Er war mehr als zufrieden, als er auf dem Rücken des großen Hengstes hinter der letzten Stute in die Koppel trabte, aber auch froh, wieder auf seine eigenen zwei Beine zurückgleiten zu können, im Bewußtsein, daß ihm sämtliche Muskeln gezerrt worden waren.

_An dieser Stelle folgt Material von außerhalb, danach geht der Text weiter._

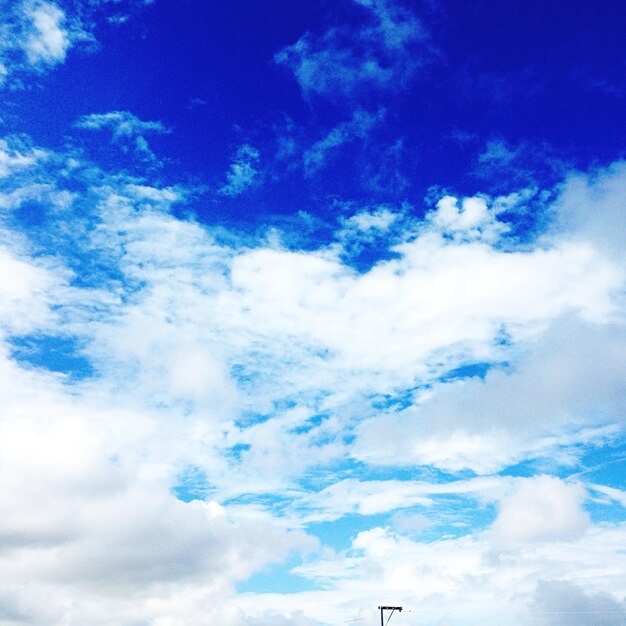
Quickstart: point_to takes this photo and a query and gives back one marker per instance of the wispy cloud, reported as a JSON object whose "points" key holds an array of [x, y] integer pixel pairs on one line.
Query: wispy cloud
{"points": [[127, 130], [243, 172], [284, 380], [359, 127], [383, 52]]}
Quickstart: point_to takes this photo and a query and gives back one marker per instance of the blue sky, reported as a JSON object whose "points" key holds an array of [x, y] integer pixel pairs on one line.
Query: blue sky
{"points": [[308, 307]]}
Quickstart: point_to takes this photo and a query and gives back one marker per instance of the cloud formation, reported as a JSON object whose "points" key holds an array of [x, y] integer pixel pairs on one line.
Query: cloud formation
{"points": [[384, 52], [264, 375]]}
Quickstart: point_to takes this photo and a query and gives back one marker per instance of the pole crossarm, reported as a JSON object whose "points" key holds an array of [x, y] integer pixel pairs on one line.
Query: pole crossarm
{"points": [[388, 608]]}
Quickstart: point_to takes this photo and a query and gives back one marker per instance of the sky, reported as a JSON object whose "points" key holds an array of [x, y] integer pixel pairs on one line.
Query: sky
{"points": [[308, 307]]}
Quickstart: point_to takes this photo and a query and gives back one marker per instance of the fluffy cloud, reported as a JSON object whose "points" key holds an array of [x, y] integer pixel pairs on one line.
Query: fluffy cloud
{"points": [[541, 508], [48, 41], [258, 368]]}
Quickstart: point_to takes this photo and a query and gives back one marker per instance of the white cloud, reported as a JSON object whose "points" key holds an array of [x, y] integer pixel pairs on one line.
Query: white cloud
{"points": [[243, 172], [562, 603], [541, 508], [256, 366], [127, 130], [49, 40], [357, 128], [384, 52], [14, 158], [379, 219]]}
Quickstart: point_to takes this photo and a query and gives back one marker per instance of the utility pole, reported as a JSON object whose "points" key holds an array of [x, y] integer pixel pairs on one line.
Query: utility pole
{"points": [[388, 608]]}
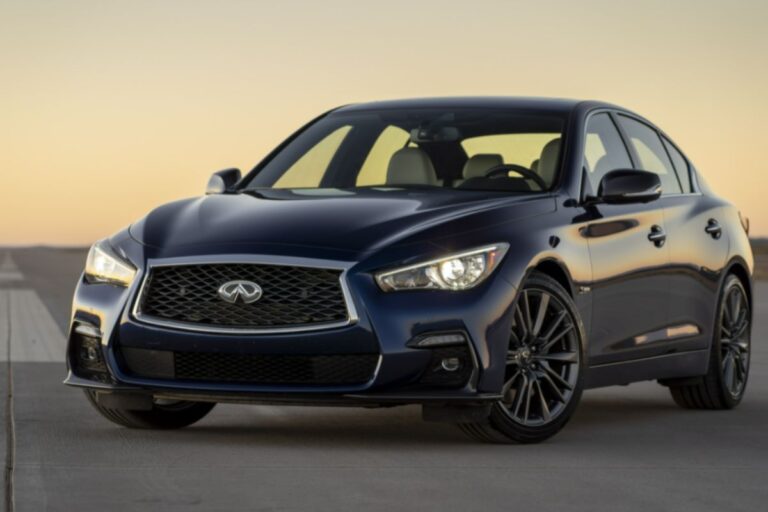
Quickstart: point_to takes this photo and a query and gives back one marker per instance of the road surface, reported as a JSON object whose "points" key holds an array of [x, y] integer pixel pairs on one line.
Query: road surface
{"points": [[628, 448]]}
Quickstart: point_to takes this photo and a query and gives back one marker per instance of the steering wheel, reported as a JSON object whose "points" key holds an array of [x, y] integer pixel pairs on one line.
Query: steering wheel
{"points": [[503, 169]]}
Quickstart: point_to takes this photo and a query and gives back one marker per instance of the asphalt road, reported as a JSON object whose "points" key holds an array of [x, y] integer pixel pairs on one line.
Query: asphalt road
{"points": [[628, 448]]}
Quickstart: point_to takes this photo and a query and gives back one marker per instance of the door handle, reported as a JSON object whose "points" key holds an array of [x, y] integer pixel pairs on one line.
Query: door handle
{"points": [[714, 229], [657, 236]]}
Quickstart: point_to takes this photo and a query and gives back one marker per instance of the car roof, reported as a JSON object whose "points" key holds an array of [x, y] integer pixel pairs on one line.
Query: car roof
{"points": [[544, 105]]}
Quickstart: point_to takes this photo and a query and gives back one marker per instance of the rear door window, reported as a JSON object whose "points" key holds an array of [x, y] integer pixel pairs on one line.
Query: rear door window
{"points": [[681, 165]]}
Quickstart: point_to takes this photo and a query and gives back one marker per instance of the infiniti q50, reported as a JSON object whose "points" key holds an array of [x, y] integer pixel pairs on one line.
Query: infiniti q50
{"points": [[486, 258]]}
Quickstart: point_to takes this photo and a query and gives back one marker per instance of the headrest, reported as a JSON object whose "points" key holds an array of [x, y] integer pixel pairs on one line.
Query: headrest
{"points": [[548, 161], [479, 164], [411, 166]]}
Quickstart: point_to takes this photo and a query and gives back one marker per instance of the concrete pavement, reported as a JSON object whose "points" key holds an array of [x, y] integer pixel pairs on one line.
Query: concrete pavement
{"points": [[627, 448]]}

»Eric!« Emily war plötzlich außerhalb der Koppel, und Excalibur warf den Kopf kampflustig auf. »Sie haben die Pferde wunderbar eingebracht – denken Sie, Sie könnten uns helfen, sie auch in den Stall zu bringen?«
Eric hielt Excalibur die leere Handfläche vor die Nase. Der Hengst schauderte, schnaubte, stieg: Die Kraft des Pferdes forderte die seine einmal mehr heraus, ein vibrierender, zerreißender, stummer Kampf der Willen, in dem ungestüme Vorderbeine um ihn wirbelten und Schaumflocken um ihn flogen und furchteinflößendes Schnauben seine empfindlichen Ohren lautstark, zornig, drohend erfüllte. Eric blieb ruhig. Er kannte das seit Kindesbeinen – fliegende Pferdehufe um ihn herum, steilende Pferde, die sich seinem Willen widersetzen wollten. »Laß das«, sagte er dunkel, als der Hengst unmittelbar vor ihm seine Vorderläufe niederkrachen ließ, und gab ihm einen kurzen Schlag auf den Hals. Excalibur schnaubte heftig, streckte ihm dann aber den Kopf entgegen. Sein Maul fuhr prüfend und auch verspielt an Erics Kleidung auf und ab; plötzlich nahm er einen Hemdknopf zwischen seine Zähne und versuchte, ihn abzubeißen. Darauf gab es einen Klaps auf seine rechte Wange. »Dummer Kerl! Willst du sterben an so was? Excalibur!« Er schnaubte, aber nicht eigentlich wütend, sondern stand still und schien zu überlegen. »Kommst du«, sagte Eric dann ruhig und schob die Rechte unter sein Kinn. Excalibur folgte ihm.